Electronic – Reliability and failure mode of MLCC (chip capacitors)


Recently I've been preparing to manufacture a product which exclusively uses MLCC capacitors across the board. It integrates an onboard buck converter which uses them, and MLCC are also used for local decoupling.

My prototypes have consisted of "dodgy" reflow techniques using a hot plate. Generally, 10% of the time after doing this, I find a shorted MLCC on the board, usually found because when power is applied, the cap will smoke.

However, just right now I was replacing one of these caps with a soldering iron and after I had replaced it, it was still shorted. I verified there was no other short circuit on the board (because when removed 3.3V showed a few kohms of resistance.) It seems the simple operation of soldering the cap has caused it to fail.

I've also recently repaired an LCD monitor which had a shorted MLCC on the T-con board and a few other users on a popular forum have reported this issue as being surprisingly common. Now, in this case, a monitor gets warm or hot, but no where near as hot as a soldering iron – so why could these be failing?

I am planning to offer a five year or perhaps longer warranty on these boards, but I can only do so if I am confident the board is capable of surviving normal conditions.

Caps are 0603 (100n, 10u 6.3V), 0805 (22u 6.3V) and 1206 (10u 35V). All are X5R or X7R. There are some 18pF caps for the crystal, but I've never seen those fail – I suspect they are a different technology to MLCC though.

Best Answer

Some cap vendors make their own parts. Some buy caps from a smaller manufacture with the reels re-branded at the fab. Watch out. I got into a mlcc failure investigation in 2002 and started inspecting caps on a reel under a microscope. 3/10 came off the reel cracked. A crack will sooner or later lead to a short. Cracks are not obvious even under a microscope. They may present as a subtle colour shift if the crack is below the surface layer. Some cracks may be sufficient to present a short immediately. Not all. The vendor's manufacturer in this case eventually identified a hopper where the caps were getting cracked.
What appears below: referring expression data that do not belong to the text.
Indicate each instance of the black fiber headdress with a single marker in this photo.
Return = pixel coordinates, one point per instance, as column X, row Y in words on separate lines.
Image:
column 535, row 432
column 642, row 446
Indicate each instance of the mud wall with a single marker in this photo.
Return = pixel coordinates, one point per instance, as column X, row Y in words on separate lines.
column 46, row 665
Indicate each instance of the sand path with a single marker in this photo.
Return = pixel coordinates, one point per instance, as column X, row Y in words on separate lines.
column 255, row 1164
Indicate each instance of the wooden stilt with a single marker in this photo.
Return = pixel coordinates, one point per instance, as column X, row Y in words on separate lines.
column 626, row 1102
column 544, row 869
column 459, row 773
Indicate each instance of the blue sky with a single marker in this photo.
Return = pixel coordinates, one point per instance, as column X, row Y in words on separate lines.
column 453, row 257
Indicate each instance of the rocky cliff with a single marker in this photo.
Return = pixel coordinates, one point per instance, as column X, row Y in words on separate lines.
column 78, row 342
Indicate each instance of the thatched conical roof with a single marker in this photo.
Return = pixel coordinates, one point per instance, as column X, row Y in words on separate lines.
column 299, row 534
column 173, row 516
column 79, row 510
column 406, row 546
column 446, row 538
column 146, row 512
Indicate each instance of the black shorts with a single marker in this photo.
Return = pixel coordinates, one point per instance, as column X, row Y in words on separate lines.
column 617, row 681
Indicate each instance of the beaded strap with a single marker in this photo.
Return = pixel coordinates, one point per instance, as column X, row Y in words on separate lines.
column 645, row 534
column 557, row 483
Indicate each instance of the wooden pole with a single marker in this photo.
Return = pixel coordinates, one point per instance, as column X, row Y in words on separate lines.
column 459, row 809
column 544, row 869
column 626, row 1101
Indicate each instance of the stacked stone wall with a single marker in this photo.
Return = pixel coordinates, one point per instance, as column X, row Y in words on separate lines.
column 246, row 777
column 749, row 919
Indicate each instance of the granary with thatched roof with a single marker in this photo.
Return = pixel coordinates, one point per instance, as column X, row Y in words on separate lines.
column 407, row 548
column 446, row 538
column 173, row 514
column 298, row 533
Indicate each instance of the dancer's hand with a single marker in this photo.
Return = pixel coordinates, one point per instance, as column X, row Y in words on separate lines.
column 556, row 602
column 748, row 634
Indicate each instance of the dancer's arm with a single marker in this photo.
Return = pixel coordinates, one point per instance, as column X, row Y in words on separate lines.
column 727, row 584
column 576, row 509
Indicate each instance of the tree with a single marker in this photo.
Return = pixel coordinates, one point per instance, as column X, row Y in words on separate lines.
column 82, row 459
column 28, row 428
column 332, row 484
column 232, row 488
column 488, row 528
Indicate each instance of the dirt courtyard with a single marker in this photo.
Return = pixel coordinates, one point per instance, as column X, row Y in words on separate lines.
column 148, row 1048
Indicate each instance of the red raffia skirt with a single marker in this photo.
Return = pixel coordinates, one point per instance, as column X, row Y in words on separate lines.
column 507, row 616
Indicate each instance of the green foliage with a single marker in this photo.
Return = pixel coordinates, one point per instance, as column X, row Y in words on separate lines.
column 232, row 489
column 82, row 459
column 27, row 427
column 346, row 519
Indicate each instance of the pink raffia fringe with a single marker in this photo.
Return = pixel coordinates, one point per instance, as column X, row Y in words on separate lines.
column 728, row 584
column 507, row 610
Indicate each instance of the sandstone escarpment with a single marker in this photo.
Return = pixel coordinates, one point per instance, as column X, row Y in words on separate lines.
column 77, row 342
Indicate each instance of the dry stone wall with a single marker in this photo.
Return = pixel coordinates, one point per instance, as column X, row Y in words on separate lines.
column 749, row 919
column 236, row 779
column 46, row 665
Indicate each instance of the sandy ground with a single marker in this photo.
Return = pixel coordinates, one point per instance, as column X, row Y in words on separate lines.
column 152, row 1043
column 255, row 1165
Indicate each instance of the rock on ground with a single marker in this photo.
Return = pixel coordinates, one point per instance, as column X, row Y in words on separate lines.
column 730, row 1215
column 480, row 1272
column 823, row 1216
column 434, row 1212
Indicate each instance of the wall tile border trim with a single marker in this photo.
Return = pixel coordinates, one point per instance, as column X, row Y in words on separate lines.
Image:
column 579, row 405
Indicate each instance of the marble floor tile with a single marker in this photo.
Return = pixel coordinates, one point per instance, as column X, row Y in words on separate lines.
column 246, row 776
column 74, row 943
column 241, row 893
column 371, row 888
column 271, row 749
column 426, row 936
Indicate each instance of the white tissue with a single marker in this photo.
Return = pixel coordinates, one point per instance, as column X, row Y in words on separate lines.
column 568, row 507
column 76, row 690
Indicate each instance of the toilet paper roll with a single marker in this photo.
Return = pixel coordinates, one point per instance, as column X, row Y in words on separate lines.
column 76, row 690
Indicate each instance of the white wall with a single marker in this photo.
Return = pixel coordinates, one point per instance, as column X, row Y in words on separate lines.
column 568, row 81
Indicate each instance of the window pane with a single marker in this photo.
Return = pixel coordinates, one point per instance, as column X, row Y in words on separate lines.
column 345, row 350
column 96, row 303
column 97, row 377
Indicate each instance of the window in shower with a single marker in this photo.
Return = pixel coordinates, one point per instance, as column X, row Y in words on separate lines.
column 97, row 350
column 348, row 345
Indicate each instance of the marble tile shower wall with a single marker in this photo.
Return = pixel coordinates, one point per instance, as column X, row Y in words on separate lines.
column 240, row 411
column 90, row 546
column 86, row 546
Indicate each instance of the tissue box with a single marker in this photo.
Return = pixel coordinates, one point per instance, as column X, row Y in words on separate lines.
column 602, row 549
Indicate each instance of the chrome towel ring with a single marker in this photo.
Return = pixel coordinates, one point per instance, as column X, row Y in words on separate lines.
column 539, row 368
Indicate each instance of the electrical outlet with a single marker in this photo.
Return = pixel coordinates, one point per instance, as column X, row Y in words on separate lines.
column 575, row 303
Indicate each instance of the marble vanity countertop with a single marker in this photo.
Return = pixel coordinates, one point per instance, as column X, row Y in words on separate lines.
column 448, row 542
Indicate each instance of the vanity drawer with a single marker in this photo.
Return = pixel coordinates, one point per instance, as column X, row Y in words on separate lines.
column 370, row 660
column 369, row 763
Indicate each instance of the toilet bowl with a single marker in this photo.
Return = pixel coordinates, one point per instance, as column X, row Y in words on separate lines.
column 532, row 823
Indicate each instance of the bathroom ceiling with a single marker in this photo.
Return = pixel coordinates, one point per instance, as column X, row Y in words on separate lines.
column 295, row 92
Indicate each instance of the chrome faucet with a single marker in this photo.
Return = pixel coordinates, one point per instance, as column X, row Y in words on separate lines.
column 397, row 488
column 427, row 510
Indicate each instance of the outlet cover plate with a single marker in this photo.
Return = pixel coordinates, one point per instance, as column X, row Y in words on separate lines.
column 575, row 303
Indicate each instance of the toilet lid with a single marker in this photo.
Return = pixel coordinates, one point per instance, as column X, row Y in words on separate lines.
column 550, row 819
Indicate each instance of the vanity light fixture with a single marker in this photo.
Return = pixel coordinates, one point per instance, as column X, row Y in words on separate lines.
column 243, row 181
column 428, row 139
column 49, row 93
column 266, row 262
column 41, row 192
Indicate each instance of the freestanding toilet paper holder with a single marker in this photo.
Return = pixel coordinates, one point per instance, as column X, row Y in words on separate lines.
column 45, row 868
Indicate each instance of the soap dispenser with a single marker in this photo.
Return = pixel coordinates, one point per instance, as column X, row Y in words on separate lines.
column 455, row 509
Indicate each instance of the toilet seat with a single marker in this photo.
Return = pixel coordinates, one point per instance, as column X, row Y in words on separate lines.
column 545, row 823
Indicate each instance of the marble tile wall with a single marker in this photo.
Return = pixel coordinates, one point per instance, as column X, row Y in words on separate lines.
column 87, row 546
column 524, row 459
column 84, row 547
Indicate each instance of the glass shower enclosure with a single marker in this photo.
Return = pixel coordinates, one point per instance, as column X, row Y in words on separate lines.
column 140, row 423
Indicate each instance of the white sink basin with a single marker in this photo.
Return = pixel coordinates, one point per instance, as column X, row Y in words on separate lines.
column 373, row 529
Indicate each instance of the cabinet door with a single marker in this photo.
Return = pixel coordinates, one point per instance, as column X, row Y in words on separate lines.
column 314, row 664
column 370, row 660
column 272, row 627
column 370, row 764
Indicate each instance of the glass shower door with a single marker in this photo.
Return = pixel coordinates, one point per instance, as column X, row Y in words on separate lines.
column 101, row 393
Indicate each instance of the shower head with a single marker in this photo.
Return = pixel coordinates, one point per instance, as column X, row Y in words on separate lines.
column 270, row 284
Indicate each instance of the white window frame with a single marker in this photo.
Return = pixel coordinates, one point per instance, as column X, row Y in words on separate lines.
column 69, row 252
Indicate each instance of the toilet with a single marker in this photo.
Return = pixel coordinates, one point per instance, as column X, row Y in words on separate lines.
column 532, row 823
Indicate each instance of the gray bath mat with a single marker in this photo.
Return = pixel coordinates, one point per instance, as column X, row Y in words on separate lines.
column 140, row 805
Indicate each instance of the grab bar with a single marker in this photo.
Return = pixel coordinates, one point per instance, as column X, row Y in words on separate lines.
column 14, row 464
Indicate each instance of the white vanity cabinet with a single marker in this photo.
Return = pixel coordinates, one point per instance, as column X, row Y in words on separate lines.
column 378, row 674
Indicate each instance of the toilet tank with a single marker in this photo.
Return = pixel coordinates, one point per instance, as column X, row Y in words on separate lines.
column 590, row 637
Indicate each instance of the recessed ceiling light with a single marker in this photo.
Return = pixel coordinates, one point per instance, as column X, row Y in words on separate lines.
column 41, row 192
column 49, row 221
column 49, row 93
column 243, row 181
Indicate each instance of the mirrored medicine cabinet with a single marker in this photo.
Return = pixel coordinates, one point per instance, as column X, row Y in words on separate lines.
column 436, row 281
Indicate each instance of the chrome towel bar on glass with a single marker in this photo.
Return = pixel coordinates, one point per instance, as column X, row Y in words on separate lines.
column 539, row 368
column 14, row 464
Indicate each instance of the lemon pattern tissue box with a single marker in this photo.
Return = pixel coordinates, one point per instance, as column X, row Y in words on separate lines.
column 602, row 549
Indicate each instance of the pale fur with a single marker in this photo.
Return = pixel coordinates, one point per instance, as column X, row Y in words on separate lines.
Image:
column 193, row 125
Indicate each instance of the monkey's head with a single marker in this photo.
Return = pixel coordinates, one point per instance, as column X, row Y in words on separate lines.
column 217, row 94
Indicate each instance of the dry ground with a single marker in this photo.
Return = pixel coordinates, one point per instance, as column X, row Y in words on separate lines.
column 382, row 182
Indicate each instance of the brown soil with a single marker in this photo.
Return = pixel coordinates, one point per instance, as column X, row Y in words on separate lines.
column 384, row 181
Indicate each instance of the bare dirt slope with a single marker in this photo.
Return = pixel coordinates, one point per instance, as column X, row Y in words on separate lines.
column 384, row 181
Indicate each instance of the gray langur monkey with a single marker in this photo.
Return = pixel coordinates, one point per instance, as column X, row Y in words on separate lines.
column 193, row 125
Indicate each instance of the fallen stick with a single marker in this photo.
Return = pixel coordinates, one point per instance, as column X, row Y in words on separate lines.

MLCC are very sensitive to mechanical stress. Especially bigger than 1210 sizes. I found a big power bypass cap adjacent to a heavy mechanical connector once. The nearest mounting hole was 2" away! They were cracking at a rate of 5/10 during install of the unit. A fraction of those were catching fire. The fire would continue to burn until it melted the copper, breaking the power connection.

Another effect of a crack is a reduction of the max working voltage of the cap. It might be spec'd for 200 V. But once cracked it may break down at 40 V. Cracked caps burst into flames in my lab when tested - even below their rated voltage.

Another way to warm up caps is exceeding their max ac current. It's easy to think of caps as zero power dissipation devices. Especially the higher Q mlcc. But they're not. Calculate the power dissipated in caps and do not exceed power/ac current limits. Shows up in power circuits and converters commonly.